MMORPG and the ol' UDP vs TCP

Started by
68 comments, last by hplus0603 18 years, 10 months ago
Quote:Original post by John Schultz
This makes sense for objects that are rapidly changing state when the system is not running lock-step (or don't require ordered state consistency). To date, I have not run into a problem where this method can provide significant bandwidth savings, but I'll keep it in mind as a future option.

We've found that this method is useful for almost all simulation objects in the 3D (or 2D) world. Players, projectiles, vehicles, etc, whose updates constitute a substantial amount of the server->client communication. In reality it doesn't "save" bandwidth, rather it allows you to more optimally use the bandwidth that you have. Because you're not guaranteeing that any particular data are being delivered, the network layer has the latitude to prioritize updates on the basis of "interest" to a particular client. This results in a substantially more accurate presentation to the client for a given bandwidth setting.

Quote:
Given that this thread is titled MMORPG..., have you tested TNL with 2000-3000 player connections, under real-world internet conditions?

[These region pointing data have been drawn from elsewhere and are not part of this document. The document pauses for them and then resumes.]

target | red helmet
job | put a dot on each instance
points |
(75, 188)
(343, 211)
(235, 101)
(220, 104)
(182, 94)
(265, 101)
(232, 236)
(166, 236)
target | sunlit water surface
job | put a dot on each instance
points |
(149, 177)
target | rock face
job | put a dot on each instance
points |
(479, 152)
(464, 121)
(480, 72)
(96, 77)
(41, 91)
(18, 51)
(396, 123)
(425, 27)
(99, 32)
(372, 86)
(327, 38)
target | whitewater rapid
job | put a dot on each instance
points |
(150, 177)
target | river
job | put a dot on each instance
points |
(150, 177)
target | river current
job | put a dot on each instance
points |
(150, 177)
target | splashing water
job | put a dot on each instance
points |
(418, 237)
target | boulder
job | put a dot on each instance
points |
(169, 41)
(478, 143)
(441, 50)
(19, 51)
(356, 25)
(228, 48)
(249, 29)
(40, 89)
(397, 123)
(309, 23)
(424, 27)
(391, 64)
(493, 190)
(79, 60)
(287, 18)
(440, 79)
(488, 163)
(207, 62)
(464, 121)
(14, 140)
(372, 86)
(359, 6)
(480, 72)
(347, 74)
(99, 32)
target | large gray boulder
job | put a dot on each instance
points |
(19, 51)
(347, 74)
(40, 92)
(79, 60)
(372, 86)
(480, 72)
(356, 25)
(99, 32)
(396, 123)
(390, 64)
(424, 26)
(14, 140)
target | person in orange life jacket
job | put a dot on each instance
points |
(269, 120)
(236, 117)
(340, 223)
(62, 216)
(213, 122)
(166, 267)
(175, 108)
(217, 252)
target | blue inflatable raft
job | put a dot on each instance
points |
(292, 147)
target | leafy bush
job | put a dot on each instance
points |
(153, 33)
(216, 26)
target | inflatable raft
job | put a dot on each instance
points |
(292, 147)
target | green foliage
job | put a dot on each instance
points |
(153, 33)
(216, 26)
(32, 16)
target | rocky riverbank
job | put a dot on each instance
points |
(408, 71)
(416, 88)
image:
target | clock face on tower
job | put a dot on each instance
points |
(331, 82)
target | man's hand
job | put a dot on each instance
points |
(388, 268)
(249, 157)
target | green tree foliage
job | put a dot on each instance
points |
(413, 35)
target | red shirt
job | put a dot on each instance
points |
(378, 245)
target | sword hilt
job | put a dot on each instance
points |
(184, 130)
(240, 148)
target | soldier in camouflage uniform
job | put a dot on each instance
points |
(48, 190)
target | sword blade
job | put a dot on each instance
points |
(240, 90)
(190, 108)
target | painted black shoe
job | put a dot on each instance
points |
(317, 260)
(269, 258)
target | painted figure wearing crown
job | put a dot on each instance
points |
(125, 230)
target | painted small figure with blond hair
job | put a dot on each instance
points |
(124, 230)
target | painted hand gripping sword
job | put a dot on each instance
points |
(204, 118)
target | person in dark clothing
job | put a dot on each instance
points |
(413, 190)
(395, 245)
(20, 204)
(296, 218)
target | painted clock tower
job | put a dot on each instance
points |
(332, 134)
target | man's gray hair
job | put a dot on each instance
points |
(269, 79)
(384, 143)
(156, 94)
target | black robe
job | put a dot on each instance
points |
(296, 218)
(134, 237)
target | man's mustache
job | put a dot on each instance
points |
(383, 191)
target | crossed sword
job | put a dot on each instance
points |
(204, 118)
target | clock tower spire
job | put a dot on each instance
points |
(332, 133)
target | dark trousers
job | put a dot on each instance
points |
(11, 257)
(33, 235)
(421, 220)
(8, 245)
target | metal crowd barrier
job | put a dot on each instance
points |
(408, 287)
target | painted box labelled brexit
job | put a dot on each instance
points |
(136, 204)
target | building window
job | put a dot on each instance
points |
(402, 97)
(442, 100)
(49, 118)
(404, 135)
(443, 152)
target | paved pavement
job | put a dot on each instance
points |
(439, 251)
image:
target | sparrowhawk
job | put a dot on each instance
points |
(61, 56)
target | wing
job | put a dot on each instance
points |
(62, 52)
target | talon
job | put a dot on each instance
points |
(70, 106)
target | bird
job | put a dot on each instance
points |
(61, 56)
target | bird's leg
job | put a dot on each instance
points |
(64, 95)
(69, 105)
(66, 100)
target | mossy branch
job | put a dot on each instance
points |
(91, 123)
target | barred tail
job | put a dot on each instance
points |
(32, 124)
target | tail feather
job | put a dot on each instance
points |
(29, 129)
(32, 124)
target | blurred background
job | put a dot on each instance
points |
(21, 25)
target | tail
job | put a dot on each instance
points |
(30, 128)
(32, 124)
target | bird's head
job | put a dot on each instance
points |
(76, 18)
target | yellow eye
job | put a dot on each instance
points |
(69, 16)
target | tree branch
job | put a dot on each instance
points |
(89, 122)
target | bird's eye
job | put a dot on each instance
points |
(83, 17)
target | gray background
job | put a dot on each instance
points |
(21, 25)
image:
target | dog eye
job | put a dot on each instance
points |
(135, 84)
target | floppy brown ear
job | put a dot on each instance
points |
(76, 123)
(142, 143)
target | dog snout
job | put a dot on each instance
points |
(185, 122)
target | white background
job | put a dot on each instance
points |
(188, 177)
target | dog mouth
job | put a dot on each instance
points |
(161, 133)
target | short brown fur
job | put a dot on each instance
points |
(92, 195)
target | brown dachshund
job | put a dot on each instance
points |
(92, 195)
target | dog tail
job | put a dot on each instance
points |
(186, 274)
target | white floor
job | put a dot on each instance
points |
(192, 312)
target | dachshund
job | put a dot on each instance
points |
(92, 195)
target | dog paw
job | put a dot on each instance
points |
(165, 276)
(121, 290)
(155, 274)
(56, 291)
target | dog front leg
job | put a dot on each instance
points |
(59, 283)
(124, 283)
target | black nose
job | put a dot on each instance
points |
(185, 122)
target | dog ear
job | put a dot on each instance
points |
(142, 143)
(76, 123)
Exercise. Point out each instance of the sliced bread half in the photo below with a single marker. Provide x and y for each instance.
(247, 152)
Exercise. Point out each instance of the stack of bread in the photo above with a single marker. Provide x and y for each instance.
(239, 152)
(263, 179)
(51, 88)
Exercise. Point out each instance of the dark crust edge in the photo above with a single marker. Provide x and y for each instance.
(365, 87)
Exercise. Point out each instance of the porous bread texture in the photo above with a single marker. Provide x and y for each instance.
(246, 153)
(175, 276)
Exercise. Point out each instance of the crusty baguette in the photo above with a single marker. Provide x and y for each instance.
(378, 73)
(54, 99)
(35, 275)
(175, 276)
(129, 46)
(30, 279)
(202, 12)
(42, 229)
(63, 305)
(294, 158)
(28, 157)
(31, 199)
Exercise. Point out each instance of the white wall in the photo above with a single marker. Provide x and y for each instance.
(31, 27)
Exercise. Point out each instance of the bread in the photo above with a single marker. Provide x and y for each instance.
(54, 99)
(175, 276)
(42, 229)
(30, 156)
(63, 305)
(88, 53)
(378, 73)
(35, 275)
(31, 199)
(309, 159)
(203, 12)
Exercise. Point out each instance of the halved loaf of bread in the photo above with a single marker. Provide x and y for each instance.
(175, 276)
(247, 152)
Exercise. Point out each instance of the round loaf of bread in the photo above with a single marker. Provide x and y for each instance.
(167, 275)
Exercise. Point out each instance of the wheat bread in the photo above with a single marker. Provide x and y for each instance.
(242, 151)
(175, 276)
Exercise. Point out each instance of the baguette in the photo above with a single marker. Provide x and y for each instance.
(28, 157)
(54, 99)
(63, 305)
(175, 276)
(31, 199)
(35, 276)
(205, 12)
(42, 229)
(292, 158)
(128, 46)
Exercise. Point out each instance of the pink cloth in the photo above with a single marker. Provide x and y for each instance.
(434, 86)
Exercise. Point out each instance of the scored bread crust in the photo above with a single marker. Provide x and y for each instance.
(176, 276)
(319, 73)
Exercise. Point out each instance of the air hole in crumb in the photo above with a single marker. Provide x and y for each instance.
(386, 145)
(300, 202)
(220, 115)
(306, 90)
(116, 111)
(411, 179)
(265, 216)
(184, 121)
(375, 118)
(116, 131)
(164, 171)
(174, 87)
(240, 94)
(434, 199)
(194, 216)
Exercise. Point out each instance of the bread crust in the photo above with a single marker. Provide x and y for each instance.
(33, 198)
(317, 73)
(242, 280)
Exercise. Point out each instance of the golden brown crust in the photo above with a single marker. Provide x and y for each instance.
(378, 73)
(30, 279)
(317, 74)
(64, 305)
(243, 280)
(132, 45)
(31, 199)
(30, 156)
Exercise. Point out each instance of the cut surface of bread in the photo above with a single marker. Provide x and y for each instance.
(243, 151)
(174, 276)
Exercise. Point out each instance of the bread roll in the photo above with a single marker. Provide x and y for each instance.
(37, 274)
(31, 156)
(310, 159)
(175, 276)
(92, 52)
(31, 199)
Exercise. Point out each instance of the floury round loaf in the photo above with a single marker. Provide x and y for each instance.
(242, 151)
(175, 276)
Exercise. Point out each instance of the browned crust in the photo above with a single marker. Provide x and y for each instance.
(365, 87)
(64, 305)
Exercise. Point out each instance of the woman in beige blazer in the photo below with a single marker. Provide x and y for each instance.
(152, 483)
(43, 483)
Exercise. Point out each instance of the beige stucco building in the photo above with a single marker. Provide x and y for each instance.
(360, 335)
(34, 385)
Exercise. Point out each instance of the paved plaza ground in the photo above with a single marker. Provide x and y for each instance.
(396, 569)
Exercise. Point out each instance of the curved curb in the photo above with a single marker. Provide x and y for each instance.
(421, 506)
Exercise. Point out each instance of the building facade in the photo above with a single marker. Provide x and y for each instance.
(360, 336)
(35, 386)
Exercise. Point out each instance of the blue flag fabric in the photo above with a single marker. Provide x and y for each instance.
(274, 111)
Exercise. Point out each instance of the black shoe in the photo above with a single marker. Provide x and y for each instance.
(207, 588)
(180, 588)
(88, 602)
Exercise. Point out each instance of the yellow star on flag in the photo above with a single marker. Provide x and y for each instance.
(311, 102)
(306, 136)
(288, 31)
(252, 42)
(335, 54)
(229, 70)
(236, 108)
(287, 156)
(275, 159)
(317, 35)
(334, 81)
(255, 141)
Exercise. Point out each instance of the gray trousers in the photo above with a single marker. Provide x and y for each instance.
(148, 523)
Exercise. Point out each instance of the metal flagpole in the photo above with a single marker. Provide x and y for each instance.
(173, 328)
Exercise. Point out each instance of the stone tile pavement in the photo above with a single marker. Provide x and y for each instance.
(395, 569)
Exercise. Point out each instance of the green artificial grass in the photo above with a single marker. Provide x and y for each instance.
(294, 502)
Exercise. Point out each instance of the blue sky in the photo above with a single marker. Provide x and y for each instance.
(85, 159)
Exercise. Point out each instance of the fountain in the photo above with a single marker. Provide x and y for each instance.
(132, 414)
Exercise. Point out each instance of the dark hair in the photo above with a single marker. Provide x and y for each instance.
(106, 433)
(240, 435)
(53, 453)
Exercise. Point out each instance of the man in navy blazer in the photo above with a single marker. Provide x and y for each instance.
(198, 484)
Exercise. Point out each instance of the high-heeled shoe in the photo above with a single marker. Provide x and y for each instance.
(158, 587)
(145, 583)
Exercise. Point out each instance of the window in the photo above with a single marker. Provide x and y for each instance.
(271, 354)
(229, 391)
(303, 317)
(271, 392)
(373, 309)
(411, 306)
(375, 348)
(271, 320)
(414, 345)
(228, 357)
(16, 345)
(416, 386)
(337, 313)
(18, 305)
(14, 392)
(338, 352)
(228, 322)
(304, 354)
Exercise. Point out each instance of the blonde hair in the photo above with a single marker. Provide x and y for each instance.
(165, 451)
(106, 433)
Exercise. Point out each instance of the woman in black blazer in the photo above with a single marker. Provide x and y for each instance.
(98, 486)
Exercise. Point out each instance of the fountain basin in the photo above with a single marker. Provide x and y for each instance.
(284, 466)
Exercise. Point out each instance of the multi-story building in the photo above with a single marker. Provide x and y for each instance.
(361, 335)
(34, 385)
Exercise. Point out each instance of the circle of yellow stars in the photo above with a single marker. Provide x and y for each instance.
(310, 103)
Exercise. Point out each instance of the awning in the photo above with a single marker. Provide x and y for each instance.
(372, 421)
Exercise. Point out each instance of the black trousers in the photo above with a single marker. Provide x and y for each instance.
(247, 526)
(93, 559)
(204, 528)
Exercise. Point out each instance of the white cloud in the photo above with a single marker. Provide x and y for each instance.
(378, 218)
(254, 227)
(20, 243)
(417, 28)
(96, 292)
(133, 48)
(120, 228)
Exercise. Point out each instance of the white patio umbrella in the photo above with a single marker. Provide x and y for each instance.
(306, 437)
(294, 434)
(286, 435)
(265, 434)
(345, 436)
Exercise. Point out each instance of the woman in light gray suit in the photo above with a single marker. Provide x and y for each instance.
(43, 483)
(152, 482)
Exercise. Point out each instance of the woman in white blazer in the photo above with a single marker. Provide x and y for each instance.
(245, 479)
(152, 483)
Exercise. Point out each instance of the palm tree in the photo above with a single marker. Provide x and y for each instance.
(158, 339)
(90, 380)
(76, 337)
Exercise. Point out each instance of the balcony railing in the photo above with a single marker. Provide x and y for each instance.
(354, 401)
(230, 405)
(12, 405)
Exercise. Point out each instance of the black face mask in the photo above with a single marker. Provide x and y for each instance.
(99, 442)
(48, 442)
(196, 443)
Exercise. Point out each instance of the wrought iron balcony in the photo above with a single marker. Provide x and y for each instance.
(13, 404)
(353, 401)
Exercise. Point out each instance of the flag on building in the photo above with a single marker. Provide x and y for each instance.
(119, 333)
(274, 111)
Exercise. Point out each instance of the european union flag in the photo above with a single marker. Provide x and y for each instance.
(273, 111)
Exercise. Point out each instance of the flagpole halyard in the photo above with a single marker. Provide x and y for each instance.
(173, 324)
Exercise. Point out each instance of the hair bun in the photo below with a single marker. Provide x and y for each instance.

The largest "real-world" games we tested with were 100+ player "single zone" Tribes 2 servers. The problem domain is slightly different - i.e. Tribes was a twitch shooter with substantially more interactivity than most MMO type games, but it should translate well into the MMO type domain.

Quote:
Worst case scenario analysis for a MMORPG and 3000 very active players:

3kbytes/sec * 3000 players = 9000kbytes/sec, 72,000kbits/sec, 72Mbits/sec.

This means you'll probably have many fat pipes, as well as extra routing capabilities to deal with varying internet conditions. Given the unpredictability of network conditions, if the server does not actively adapt its bandwidth output, the system is going to fall apart (lots of data, lots of connections, lots of unpredictability).

It seems to me that an MMO service provider is going to want to make sure that it has enough bandwidth to handle peak load, with a healthy margin. It would be a trivial addition to TNL to allow a server-wide maximum bandwidth setting (i.e. 50 mbits/sec) and then adapt the fixed rates for all connections down as new clients connect.
Quote:
Thus, I hope it is clear why I have been defending TCP*: it really is an excellent protocol. Some of its features are not ideal for games/simulations, but the RTO calculation (see appendix A in Jacobson's paper) is required if a custom protocol is to be used in a large-scale, real world internet environment (such as a MMORPG). It's probable that the UDP-based MMORPG's that fail/fall-apart is due to poor bandwidth management.

Yeah, TCP's got some good bandwidth adaptation features. But classifying all data as guaranteed makes for big simulation trouble when you inevitably run into packet loss.
Quote:
In summary, study the history and design of TCP, and use the best feature(s) for custom game/simulation protocols, while leaving out (or retuning) features that hurt game/simulation performance.

Good summary!
Advertisement
Quote:Original post by markf_gg
Quote:Original post by John Schultz
This makes sense for objects that are rapidly changing state when the system is not running lock-step (or don't require ordered state consistency). To date, I have not run into a problem where this method can provide significant bandwidth savings, but I'll keep it in mind as a future option.

We've found that this method is useful for almost all simulation objects in the 3D (or 2D) world. Players, projectiles, vehicles, etc, whose updates constitute a substantial amount of the server->client communication. In reality it doesn't "save" bandwidth, rather it allows you to more optimally use the bandwidth that you have. Because you're not guaranteeing that any particular data are being delivered, the network layer has the latitude to prioritize updates on the basis of "interest" to a particular client. This results in a substantially more accurate presentation to the client for a given bandwidth setting.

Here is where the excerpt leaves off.